In a once industrial, but now fashionable, part of Chelsea sits a basement jazz venue-cum-restaurant just dripping with clichs. If you are prepared to take a chance and step beyond the murky facade, a cellar full of delights awaits you.
It is so easy to jump to the wrong conclusions. As I trod uneasily down the steel staircase into Club 606 I found myself entering what seemed to be a cross between a storeroom, cloakroom and a security office. Just what was this place? As entrances go I wasn’t in the least inspired or encouraged but it did at least give me the overwhelming curiosity to see what may lay beyond.
I emerged into the main club area, a low ceiling affair, decorated in reds, browns and creams, but coated by the stains of years of cigarette smoke. The paintwork is splintered and the furniture battered. Framed cartoons and primitive murals of Jazz legends emblazon the walls and the floor-level stage is a mass of cables as dangerous as trip wire. The fire exits seemed unclear and with candles on the tables, you just sensed that health and safety clearance must have been marginal at best. However, to call this place shabby and dangerous would be to miss the point this was an exciting place to be and I just loved it.
The club began life in the early seventies as a modest 30-seater venue at 606 Kings Road – hence the name. Despite rave reviews today for its cuisine, the catering has apparently not always been so palatable. I was told that the food at the original 606 was dire and complaints were commonplace if ill-advised. On one memorable occasion the chef swatted a customer with a frozen fish for daring to question his abilities in the kitchen.
The extensive menu tonight, however, featured grilled goats cheese salad with pecan nut, chilli and honey sauce served on ciabatta bread, which I followed with grilled wild boar sausages with apple chutney. All agreed that despite the array of competing flavours, they worked together a treat and we were all left eager for more.
The entertainment was provided by the band Samara and guest vocalist Vanessa Haynes who you knew instantly was going to be sensational. Her beautiful jet black hair framed a stunning face, smile and a perfect set of pearly white teeth.
Fronting the musical side of the group was saxophonist, and Club 606 owner, Steve Rubie. A very talented man with the impressive ability to lure top class musicians to his club. You knew you were in the presence of quality when you discover that, between them, the band had worked with Sting, Whitney Houston, Geoff Beck, Vanessa Mae and Bill Withers to name but a few.
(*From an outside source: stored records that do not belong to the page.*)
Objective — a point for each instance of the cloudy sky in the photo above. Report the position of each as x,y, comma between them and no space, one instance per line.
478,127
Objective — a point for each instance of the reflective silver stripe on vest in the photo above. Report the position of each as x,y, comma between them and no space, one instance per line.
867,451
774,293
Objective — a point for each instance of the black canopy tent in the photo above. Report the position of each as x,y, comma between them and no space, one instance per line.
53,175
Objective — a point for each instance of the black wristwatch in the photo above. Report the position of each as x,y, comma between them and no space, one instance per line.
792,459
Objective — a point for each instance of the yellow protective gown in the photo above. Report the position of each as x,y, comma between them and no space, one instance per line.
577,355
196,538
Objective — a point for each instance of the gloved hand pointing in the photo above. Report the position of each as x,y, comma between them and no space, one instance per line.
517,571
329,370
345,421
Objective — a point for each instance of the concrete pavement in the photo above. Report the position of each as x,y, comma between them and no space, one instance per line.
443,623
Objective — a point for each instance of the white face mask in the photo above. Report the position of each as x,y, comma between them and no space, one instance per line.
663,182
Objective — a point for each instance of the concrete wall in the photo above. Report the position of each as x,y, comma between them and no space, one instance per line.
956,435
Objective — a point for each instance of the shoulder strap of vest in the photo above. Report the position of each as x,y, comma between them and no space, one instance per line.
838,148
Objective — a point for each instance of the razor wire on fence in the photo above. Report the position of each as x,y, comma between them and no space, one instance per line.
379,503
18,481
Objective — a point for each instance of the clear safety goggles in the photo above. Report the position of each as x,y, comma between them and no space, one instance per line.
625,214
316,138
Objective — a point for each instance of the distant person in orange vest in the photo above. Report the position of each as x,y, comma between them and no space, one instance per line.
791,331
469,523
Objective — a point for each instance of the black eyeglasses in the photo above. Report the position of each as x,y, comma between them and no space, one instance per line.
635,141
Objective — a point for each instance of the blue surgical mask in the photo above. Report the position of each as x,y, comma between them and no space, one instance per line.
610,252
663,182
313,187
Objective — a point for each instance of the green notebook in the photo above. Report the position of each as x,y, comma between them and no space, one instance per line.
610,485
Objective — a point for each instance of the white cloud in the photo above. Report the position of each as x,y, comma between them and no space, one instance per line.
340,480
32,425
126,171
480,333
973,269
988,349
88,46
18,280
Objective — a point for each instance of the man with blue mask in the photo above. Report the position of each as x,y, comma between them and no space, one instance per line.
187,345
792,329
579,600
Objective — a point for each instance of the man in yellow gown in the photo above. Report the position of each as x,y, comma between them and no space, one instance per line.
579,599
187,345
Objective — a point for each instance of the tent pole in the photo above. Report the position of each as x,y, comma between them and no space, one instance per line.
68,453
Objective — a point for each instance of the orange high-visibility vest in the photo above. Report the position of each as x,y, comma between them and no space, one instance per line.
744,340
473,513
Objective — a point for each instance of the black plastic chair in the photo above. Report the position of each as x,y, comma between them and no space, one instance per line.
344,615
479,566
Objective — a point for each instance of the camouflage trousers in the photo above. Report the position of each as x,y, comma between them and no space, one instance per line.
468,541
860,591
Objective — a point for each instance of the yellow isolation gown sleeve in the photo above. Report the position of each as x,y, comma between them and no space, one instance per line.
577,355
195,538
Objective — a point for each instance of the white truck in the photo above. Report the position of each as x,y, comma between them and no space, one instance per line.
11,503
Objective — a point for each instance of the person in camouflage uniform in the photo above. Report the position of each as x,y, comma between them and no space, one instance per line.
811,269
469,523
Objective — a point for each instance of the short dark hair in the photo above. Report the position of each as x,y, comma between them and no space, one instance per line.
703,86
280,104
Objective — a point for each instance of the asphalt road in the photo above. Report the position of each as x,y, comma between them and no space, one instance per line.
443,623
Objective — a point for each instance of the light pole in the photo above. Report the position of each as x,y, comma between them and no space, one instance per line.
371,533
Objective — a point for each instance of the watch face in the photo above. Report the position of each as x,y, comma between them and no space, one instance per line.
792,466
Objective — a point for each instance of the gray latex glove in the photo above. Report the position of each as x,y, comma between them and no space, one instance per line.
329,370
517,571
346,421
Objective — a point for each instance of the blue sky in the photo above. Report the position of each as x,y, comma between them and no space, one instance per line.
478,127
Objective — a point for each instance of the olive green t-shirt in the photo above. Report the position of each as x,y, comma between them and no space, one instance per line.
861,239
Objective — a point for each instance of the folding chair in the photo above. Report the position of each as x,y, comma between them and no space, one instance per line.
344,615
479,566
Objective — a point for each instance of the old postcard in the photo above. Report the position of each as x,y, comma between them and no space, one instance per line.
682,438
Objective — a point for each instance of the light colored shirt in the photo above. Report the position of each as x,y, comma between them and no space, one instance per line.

The first two numbers, Brazil and Favela, were an unfamiliar but heady mixture of Latin jazz. From then on the set list featured wildly differing interpretations of jazz standards and contemporary tunes such as Lovely Day, Walk On By, Midnight Hour and Don’t Worry About A Thing. During the second set the band performed more classics such as Sitting on the dock of the bay and a lengthy Aint No Sunshine that meandered this way and that during a relaxed outro. All were performed in a groove that just forced me, and the assembled guests, to smile.
At the end of the evening, with the sound of jazz still ringing in my ears, I made my way happy, grinning and a touch inebriated towards the exit. It had been a fabulous night out and it was clear to everyone that Club 606 is a very special place indeed. I demand that you go there at once!